Photos

Tuesday, September 20, 2011

The Search for Adventure

I have been in Rishikesh for 2 days and spent most of it hiking in the hills and reading on my balcony overlooking the Ganges. I decided to splurge for a room with a view and it has been worth every rupee. Below the balcony is a long suspension foot bridge with cows, monkeys, holy men, and motorbikes crossing throughout the day between the various temples and Ashrams perched on the steep hills on either side of the river. Prayer bells and sanskrit chanting can be heard throughout the day.

As beautiful as it is here I have the urge to move on. This is a vast improvement on Delhi, but I am still feeling dissatisfied. There are numerous tourists here (mostly israeli for some reason) and I have yet to escape the same redundant continental restaurant menu, which has plagued me since I got off the airplane. I am under the growing suspicion that this is the culinary situation in every town listed in the guidebook. Thanks Lonely Planet! Although the breakfast omelettes and hashbrowns are surprisingly good I cannot help but consume them with guilt. This is not what I came for.

In my abundance of down time I have been reading an autobiography of the impressive adventures of Sir Edmund Hillary (the first man to summit Everest), which has lead me to instantly realize the obvious missing component - my perpetually insatiable desire for adventure.

I was under the naive assumption that after taking a 14 hour plane ride to the other side of the world into a vastly different culture than my own that adventure would be waiting for me once i cleared customs holding a sign with my name on it, but not unlike my driver it failed to show up. The search for raw life experience shall continue and i think it may prove to be more difficult than I anticipated, which should only make it all the more worthwhile once i find it.
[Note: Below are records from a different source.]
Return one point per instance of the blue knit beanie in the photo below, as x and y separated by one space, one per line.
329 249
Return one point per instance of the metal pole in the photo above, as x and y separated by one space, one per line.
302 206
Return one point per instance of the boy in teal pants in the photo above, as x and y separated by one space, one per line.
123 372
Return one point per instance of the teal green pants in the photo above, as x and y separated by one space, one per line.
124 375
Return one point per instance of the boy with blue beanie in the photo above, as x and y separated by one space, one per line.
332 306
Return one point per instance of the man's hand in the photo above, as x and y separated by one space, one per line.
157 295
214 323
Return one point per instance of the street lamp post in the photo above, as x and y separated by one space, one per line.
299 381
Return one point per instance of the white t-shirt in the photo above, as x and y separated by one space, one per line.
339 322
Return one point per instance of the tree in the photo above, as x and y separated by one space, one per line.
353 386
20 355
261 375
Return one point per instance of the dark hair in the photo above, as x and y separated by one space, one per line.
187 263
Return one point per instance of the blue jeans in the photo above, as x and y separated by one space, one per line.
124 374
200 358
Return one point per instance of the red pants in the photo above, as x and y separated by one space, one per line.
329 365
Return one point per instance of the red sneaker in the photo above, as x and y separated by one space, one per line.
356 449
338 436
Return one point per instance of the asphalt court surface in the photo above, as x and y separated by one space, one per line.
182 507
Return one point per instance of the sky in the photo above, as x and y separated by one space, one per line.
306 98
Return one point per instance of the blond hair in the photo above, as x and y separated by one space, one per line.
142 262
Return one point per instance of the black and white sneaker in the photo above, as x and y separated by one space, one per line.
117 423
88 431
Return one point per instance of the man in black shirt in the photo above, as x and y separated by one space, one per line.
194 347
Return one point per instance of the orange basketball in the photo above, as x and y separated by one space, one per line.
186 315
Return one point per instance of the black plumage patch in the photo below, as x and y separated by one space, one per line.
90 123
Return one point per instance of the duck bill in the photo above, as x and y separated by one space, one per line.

Friday, September 16, 2011

Initial Observations

I arrived around 830pm. My driver was not at the airport (i had anticipated this) so i took a taxi to the main bazaar, which is the backpacker/budget tourist area of the city where my hotel is. I failed to locate the hotel as it was somewhere in the network of un-named alleyways off the main road. I proceeded to walk around dodging low hanging awnings, vendors, rickshaws, cows (who get treated like royalty so they walk anywhere they please knowing people and traffic will part ways for them), a stray dog fight, cowpies (poop), tourists, motorcycles, ascetics, etc and found a hotel, which although out of budget (33$) would do for the first night. It was only 930 and i passed out quickly.


Today i found a did some effective shopping and bargaining and found a place for 300rs (6$) a night. It has been pouring and the streets are flooded since there are no sewers to catch the rainwater. On the way back to check out of my hotel i was looking for a way around a flood in the road and wandered off the main road into the labarynth. Alleyways and unbelievably tiny passages darted every which way. Eventually there were no tourists, guesthouses, or shops - Just residences and small shrines. In passages only 3 feet wide more people seem to live than in acres of suburbia back home. Children were playing in the water of the flooded alleys, women washed clothes, men talked, and everyone smiled and said hello as i walked by. Eventually an amiable man holding a baby came up to me, asked where i was going, and said it was a dead end up ahead. He accompanied me and we had a nice conversation then parted ways. I walked back on to the main street already soaking wet and followed everyone else walking casually through the ankle deep street water.


This is a particularly chaotic and dirty area of the city, but still im enjoying it. The touts and vendors are less aggressive than i anticipated. Everyone says hello and smiles. Sure it serves their best interests to be nice to the rich white tourist, but I have been to areas in other countries that are not as poor as here where the people are very aggressive and much more prone to violence when it comes to trying to get your money (Jamaica and any US city for example). Off to find a cell phone and some outlet adapters and maybe some food....

Tuesday, September 13, 2011

Ready for the Unknown

With a little over a day to go before my solo departure to Delhi, people keep asking me if i am ready to go. I have worked out all the details of travel logistics and preparations such as insurance, visa, and shots. The question of whether or not i am mentally prepared is a difficult one to answer. Having never been to India or any of the Asian side of the world, there is no way to truly prepare myself. I will have my patience tested constantly, be continuously overwhelmed, and often confused. I recently discovered some feelings of apprehension towards what I am doing. What rational person would voluntarily throw himself into this kind of situation?
I then remembered the last couple years when predictability was the very reason i lacked the motivation to get out of bed early enough to make it to work on time to a job that wasn't even that bad. I would lay in bed and envision the entire day before it happened. The only changing variables reduced to what i would eat for dinner and if there would be more/less traffic than the day before. I felt as though I was living the part of Bill Murray in Groundhog Day. I'm just not cut out for routine.
Having already had an amazing trip out west this past August, I am full of excitement and energy again. I was reminded that new experiences make you feel truly alive. Just four weeks travelling and climbing in the northwest has done so much and that was barely the beginning. I can't wait to see where this journey takes me.